Pada saat yang sama, kita juga menyaksikan implementasi yang luar biasa dalam kebijakan kesehatan publik, seperti tes, lacak, isolasi dan rawat, di lokasi paling sulit yang kini menjadi contoh bagaimana wabah Covid-19 seharusnya ditanggulangi. Salah satu contohnya adalah Dharavi, salah satu kawasan kumuh paling besar di Asia dan salah satu pemukiman paling padat di Bumi, di mana satu juta manusia hidup di area seluas 2,1 kilometer persegi. Di sana, vabah virus menciut menjadi kasus-kasus sporadis setelah protokol kesehatan diterapkan dengan ketat.
Apakah India membutuhkan pendekatan yang beragam untuk menanggulangi Covid-19?
Ketika negara-negara di dunia sekarang berusaha menyeimbangkan antara menyelamatkan nyawa atau sumber pendapatan, mereka harus fokus menyesuaikan protokol kesehatan dan sosial dengan epidemiologi lokal. Respons pemerintah harus mengacu kepada besarnya risiko di level subnasional atau bahkan di tingkat komunitas. Penentuan risiko juga harus didasarkan pada faktor-faktor epidemiologis, kapasitas medis dan kesehatan publik.
Kebijakan kesehatan dan pembatasan sosial selayaknya disesuaikan untuk melindungi kelompok paling lemah, dan menjadi pertimbangan utama dalam memutuskan untuk melonggarkan atau meneruskan pembatasan sosial.

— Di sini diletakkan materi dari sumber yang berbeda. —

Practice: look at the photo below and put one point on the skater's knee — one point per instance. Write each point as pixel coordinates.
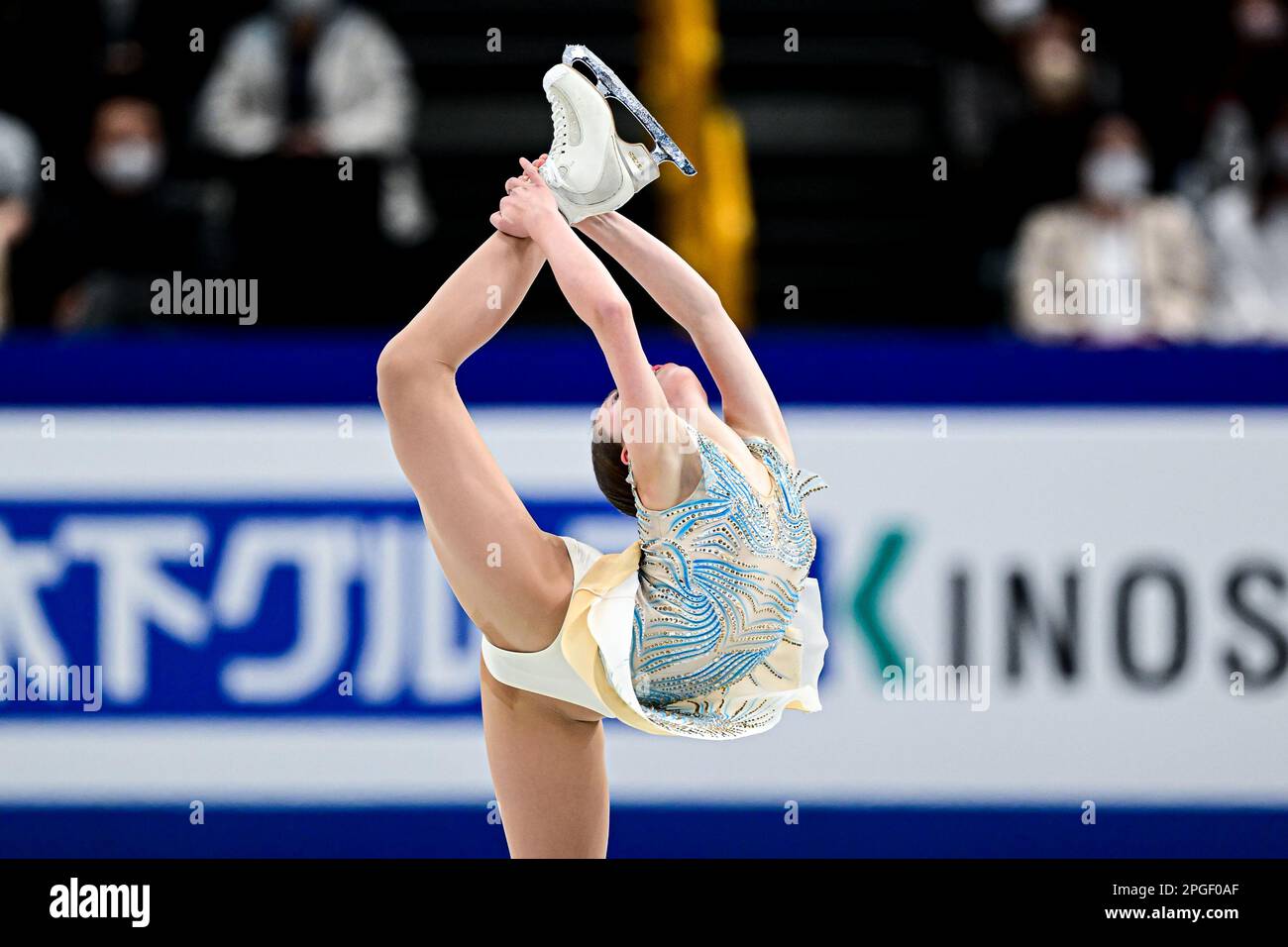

Perubahan pada protokol kesehatan dan sosial, termasuk pembatasan sosial berskala besar, harus dilakukan untuk meminimalisir lonjakan kembali angka penularan Covid-19. Langkah-langkah berkelanjutan diperlukan untuk mencegah eskalasi wabah dengan memperlambat, meredam dan memutus rantai penularan.
Semua negara harus melanjutkan upaya pendeteksian dan pengetesan secara dini, mengisolasi dan memberikan layanan medis terhadap kasus yang sudah terkonfirmasi, dan melacak semua kontak, mempromosikan praktis higiene dan etiket menutup lubang pernafasan, melindungi tenaga medis dan meningkatkan kapasitas sistem kesehatan.
Kapan menurut Anda vaksin Covid-19 tersedia secara komersil?
Saat ini, lebih dari 165 bakal calon vaksin sedang berada dalam pengembangan. Dari jumlah itu, sekitar 26 kandidat vaksin sedang diujikan kepada manusia. Kami tahu setidaknya 3 atau 4 vaksin sudah memasuki fase ketiga uji klinis. AstraZeneca, Moderna dan Cansino sudah memulai fase tiga. Kami juga mengetahui bakal calon vaksin dari Rusia yang sudah memasuki fase ini. Beberapa lainnya masih berada di fase 1 atau 2, dan baru akan memasuki fase ketiga dalam beberapa bulan ke depan.
Bakal calon vaksin bisa bermacam-macam, vaksin virus menggunakan virus hidup yang sudah dibuat lemah, vaksin berbasis protein, dan vaksin DNA yang masih sangat baru.
Kecepatan pengembangan vaksin sejauh ini sudah sangat luar biasa. Kerangka waktu pengembangan ini memunculkan harapan, bahkan meski akan ada banyak faktor tak terduga yang bisa memperlambat keberhasilan mereka. Ada beberapa hasil studi yang sangat menjanjikan dari uji klinis untuk beberapa kandidat vaksin. Hasilnya sangat memuaskan.
Tapi kita harus menunggu hingga uji klinis kandidat vaksin sudah tuntas untuk bisa lebih memahami kapan vaksinnya akan bisa digunakan. Sangat penting bahwa vaksin memenuhi standar keselamatan dan keampuhan sebelum bisa digunakan secara massal terhadap manusia.